Wonderful Flying Petals


LOOKS MORE LIKE A LITTLE FISH TO ME, BUT ANYWAY...

As their Latin designation, Pseudopapilionis mongoliense, suggests, these trees are native to the plains of northeast Asia, where relative aridity prevails the year round. Growing to a height in excess of 20 feet, they bear small, yellow flowers on their topmost branches in summer. Each flower bears a specially adapted, stiff pair of petals which jut out from the corolla like a pair of insect wings open for flight, which in fact they resemble in texture.
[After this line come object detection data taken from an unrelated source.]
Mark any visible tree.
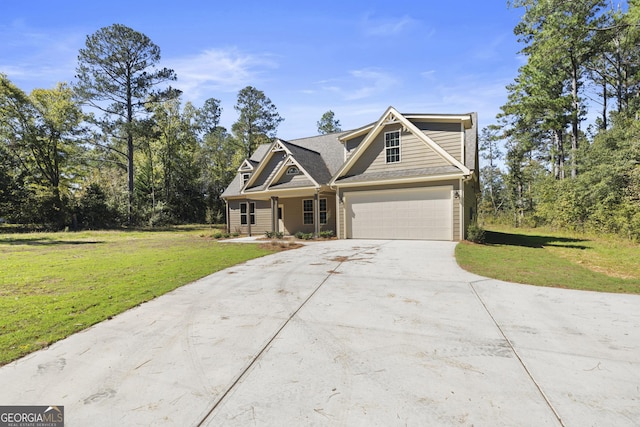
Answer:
[76,24,180,221]
[510,0,608,178]
[0,76,82,228]
[231,86,284,158]
[316,110,342,135]
[479,126,504,216]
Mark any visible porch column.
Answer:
[271,196,280,233]
[313,191,320,237]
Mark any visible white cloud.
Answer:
[362,14,418,37]
[169,48,278,101]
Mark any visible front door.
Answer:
[278,205,287,233]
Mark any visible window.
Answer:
[240,202,256,225]
[302,199,327,225]
[384,130,400,163]
[320,199,327,225]
[302,199,313,224]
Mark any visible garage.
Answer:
[345,186,453,240]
Once the seeds are mature, the flowers fall off the branch, and aided by thermal updrafts, they fly by means of these wing-like petals, which flutter rapidly in the breeze and prolong their flight to a truly remarkable extent. Riding stray currents of air, the flowers follow erratic courses with numerous abrupt turns, dips and climbs, leading observers to compare their movements to those of butterflies.

Presumably this unusual mechanism of propagation evolved in order to spread the progeny far from the parent plant, thus avoiding competition in the dry and nutrient-poor environment in which the tree grows. The longest continuously-observed flight by one of these flowers lasted more than 45 minutes and took the flower nearly 2 miles from the tree.